Angesichts der quälenden Ruhe fürchten viele, die Regierung könnte sich selbst noch nach dem Massaker konsolidieren. Dann droht noch stärkere Repression und Abrechnung mit allen „Aufrührern“ und „Konterrevolutionären“, wie es der Regierungssprecher Yuan Mu bereits angekündigt hat. An den Universitäten sind deshalb alle Spuren der Studentenorganisationen bereits verwischt. Die Wohnheime sind inzwischen fast ganz verlassen. Eine Studentin kommt mit einem gepackten Rucksack aus ihrem Zimmer, sie fährt zum Bahnhof. „Wir können jetzt nichts mehr tun, und Peking ist einfach zu gefährlich. Im ganzen Wohnheim sind nur noch ein paar Mädchen geblieben, und ich habe abends allein ziemlich viel Angst. Niemand weiß, was noch passiert.“ An der Peking -Universität ist kein Verantwortlicher mehr zu finden, den man hätte über die Opferzahlen befragen können.

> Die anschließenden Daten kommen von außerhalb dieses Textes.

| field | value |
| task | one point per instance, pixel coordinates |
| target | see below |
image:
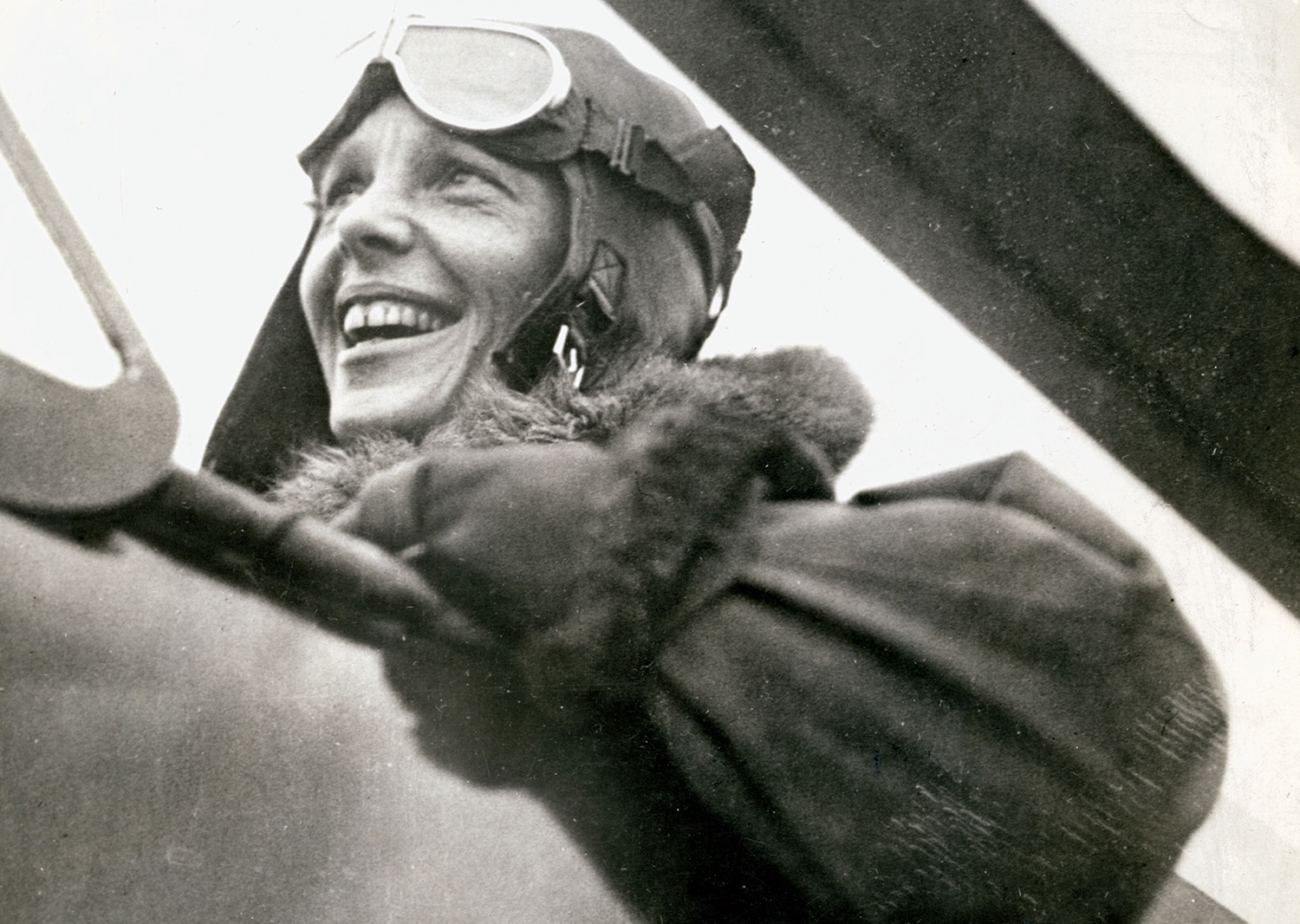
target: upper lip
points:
(363, 293)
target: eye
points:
(470, 184)
(337, 192)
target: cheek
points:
(315, 290)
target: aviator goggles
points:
(480, 77)
(543, 98)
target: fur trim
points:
(803, 393)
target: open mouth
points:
(390, 319)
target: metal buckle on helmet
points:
(571, 356)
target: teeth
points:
(384, 314)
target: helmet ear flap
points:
(636, 283)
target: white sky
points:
(171, 129)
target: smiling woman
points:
(426, 257)
(966, 698)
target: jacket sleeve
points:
(965, 700)
(961, 700)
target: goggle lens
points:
(478, 78)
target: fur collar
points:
(801, 392)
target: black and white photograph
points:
(650, 462)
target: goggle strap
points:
(634, 155)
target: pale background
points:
(171, 129)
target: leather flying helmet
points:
(642, 169)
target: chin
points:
(403, 411)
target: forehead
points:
(397, 127)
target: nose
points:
(374, 224)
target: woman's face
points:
(428, 254)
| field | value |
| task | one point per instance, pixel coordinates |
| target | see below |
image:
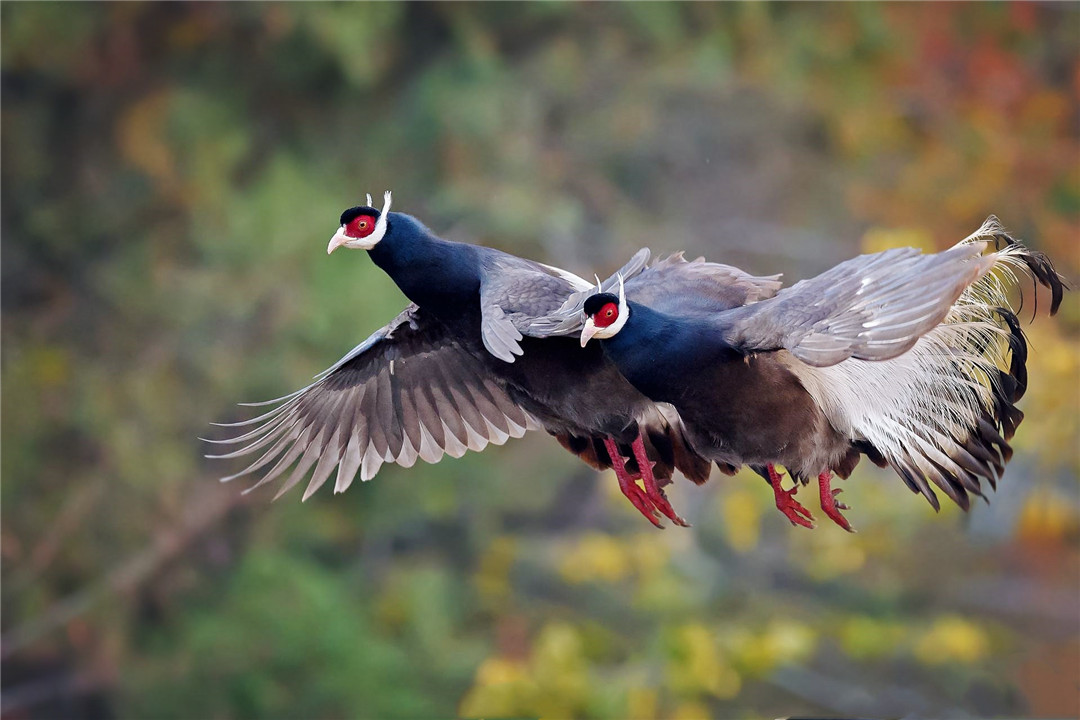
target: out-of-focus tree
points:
(171, 174)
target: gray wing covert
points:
(672, 285)
(513, 293)
(873, 307)
(675, 284)
(409, 391)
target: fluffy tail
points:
(944, 411)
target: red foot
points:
(828, 503)
(629, 487)
(651, 487)
(785, 501)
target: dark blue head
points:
(606, 313)
(362, 227)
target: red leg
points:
(629, 487)
(785, 500)
(828, 504)
(651, 487)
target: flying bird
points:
(461, 367)
(896, 355)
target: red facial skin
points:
(360, 227)
(607, 315)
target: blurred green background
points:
(171, 176)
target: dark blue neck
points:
(440, 275)
(656, 351)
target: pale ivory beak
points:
(338, 240)
(588, 331)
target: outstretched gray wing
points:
(873, 307)
(672, 285)
(409, 391)
(675, 284)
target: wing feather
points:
(408, 392)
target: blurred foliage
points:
(171, 174)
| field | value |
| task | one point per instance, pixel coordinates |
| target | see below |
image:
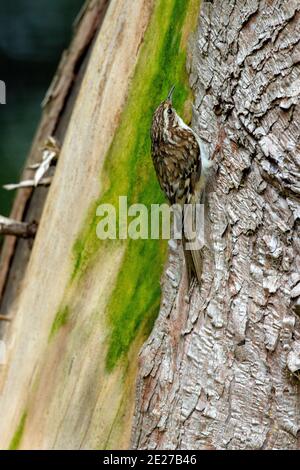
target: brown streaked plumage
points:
(177, 160)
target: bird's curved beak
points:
(170, 95)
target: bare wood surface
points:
(217, 373)
(18, 229)
(58, 375)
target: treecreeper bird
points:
(181, 168)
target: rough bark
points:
(221, 372)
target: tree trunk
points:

Von 2.000 bis 7.000 Toten und Verletzten werden alle Zahlen genannt.

Die taz suchte gestern das große Unionskrankenhaus direkt im Zentrum der Stadt auf, etwa ein Kilometer vom Ort des Massakers entfernt. Journalisten werden zwar nicht empfangen, aber es wird ihnen Einlaß gewährt, wenn man auf der Suche nach vermißten Kommilitonen ist. Eine Ärztin hat drei Namenslisten mit Verletzten auf dem Schreibtisch liegen, mit Eintragungen vom 4.Juni (90 Namen), 5.Juni (40 Namen) und 6.Juni (25 Namen). Über die Zahl der Toten wird generell keine Auskunft erteilt. Der Reihe nach blättern die zehn Besucher, alles Studenten, die Listen auf der Suche nach ihren Zimmergenossen durch. Die Verletzten sind auf über 30 Krankenhäuser verteilt, und es gibt noch keinen Informationsaustausch über die Namen der Eingelieferten. Angehörige müssen deshalb alle Krankenhäuser absuchen. Bei vielen Patienten ist die Identität ungeklärt. Für diese Fälle wurden Polaroid-Farbfotos aufgenommen und in ein Buch eingeklebt. Wer auf den Listen die vermißte Person nicht findet, kann die Bilder abgleichen. Mehrere Dutzend Personen, fast ausnahmslos junge Männer bis 25 Jahre, sind im Zustand der Einlieferung dargestellt. Manche mit halb weggeschossenem Gesicht, andere mit mehreren Einschüssen in der Brust, die Kleidung blutüberströmt. Einem älteren Arbeiter ist ein Projektil mitten durchs Nasenbein gedrungen. Einem Studenten ist der Hals aufgerissen, ein anderer hat einen Hüftschuß - alles gestochen scharf in Farbe. Zum Erbrechen. Beim Verlassen des Hospitals fährt gerade ein Militär-Lkw mit aufsitzender Infanterie vorbei, die Gewehre im Anschlag. In diesem Moment fühlt man nur noch Haß.